Действительно, грамота предписывала русским людям стать данниками татарского хана Сахиб-гирея. Помогать и давать часть своих богатств. Подпись стояла и печать царская.
— Ну что, узнаёшь подпись своего старшего брата, Иван-царевич? — с ухмылкой произнёс Дивей-мурза. — А печать царскую? Тоже узнаёшь?
— Да как бы вроде похоже, но с другой стороны… свет отражается и вроде как «липа», — я постарался хмыкнуть как можно недоверчивее.
— Какая липа? Зачем липа? Тут всё настоящее! — даже покраснел Дивей-мурза. — Сам лично видел, как Владимир Васильевич это подписывал! А потом лично в руки мне давал! Ты что, мне не веришь? Я тебя когда-нибудь обманывал?
— Дивей-мурза, ты не обижайся, но я тебя вообще в первый раз вижу, — покачал я головой. — Откуда мне знать — обманываешь ты меня или нет? Ты вот будешь пленников отправлять — отправь и бумагу. Я посмотрю, всё сравню и если всё так, как ты говоришь, то будет татарскому войску дань. Надо же было сразу с этого начинать, а не монстров своих на наших воинов направлять! Что же мы — не люди, что ли? Неужто не договоримся?
— Может и договоримся, Иван-царевич, может и нет. Пусть за нас вон, торговые люди договариваются.
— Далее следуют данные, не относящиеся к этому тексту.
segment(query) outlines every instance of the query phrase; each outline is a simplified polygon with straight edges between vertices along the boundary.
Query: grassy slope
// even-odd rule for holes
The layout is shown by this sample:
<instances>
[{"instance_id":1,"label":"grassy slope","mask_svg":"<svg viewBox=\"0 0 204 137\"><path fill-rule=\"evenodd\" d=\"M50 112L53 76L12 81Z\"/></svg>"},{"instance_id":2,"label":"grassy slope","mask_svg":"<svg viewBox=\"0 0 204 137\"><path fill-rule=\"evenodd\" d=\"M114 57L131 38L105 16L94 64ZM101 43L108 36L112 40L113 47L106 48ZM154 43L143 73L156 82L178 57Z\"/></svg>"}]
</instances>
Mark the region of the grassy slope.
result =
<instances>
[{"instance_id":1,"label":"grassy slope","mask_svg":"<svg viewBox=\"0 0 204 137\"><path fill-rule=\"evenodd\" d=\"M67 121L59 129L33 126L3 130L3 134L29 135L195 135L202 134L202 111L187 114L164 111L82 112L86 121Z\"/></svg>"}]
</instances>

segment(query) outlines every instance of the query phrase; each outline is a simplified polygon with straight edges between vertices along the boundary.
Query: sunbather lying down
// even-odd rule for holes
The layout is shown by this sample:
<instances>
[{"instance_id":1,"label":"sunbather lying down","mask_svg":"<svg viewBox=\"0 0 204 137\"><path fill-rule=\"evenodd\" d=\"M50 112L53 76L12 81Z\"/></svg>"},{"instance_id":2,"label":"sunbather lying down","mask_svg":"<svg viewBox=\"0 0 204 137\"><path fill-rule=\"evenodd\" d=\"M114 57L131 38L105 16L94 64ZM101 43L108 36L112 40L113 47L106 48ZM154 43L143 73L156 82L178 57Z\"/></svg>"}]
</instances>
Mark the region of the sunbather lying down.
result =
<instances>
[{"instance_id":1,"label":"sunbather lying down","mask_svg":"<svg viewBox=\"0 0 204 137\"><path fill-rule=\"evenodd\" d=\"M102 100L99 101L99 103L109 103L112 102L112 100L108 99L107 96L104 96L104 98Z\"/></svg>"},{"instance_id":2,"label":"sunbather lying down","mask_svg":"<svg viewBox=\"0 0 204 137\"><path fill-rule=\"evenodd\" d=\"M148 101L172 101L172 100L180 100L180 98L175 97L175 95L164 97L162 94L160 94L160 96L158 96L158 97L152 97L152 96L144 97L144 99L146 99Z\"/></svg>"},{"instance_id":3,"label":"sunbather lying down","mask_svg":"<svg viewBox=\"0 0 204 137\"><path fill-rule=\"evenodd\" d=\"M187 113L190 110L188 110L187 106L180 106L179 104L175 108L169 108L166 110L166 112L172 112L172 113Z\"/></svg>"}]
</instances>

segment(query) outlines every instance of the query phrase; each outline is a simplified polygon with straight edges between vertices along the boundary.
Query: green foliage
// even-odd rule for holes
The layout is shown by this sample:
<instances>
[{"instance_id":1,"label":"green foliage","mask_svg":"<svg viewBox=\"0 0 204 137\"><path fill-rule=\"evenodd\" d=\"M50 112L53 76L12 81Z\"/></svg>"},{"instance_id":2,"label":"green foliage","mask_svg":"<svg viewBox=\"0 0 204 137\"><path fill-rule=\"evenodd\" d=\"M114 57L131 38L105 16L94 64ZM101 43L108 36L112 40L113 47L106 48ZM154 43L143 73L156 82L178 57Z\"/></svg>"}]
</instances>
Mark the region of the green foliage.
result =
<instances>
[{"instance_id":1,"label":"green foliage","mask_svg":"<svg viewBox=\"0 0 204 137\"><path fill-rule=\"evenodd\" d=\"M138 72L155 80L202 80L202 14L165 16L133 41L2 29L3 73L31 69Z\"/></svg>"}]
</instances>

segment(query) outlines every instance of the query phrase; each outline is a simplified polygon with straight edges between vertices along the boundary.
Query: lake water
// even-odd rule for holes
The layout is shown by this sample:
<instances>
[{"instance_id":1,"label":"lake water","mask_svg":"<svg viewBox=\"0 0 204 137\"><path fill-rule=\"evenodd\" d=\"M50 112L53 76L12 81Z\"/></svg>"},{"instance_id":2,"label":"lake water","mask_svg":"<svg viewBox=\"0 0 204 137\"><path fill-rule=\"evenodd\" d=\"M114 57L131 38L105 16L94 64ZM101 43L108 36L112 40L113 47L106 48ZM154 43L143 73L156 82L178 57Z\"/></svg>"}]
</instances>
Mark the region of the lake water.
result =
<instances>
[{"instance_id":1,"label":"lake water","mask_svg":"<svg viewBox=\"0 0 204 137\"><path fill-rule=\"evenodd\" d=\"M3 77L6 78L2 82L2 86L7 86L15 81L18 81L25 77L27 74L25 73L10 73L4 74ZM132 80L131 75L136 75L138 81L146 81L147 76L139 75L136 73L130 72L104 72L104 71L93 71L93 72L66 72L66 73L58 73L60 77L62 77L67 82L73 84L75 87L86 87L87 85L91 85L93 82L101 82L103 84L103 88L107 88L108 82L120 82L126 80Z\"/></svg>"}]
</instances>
А если ты не веришь в то, что бумага в самом деле настоящая, то я пошлю её со своими людьми, которые будут пленных провожать! — нахмурился Дивей-мурза. — А как удостоверишься, то позвони — я страсть как люблю, когда передо мной цари извиняются…
— Это мы ещё посмотрим, кто перед кем будет извиняться, — буркнул я в ответ и посмотрел на бояр. — Господа, ваше слово. А нам с княжичем и остальным военным людом посовещаться надо.
— До встречи, Иван-царевич! — раздалось с экрана.
Я в ответ только махнул рукой, мол, не до тебя сейчас. Обидится на это или не обидится — абсолютно фиолетово. Теперь счёт пошел на минуты. Нужно быстро ввести всех военных в курс моей безумной затеи, а потом двигаться в нужном направлении.
Промедления быть не должно!
— Что-то не пойму я никак, Иван-царевич, что за игру вы затеяли? — спросил Кирилл Иванович, когда мы покинули зал для совещаний и закрылись в соседней комнате.
— А вот что за игру, — ответил я и начал рассказывать свой план.
Как я и думал, сперва с ним никто не согласился!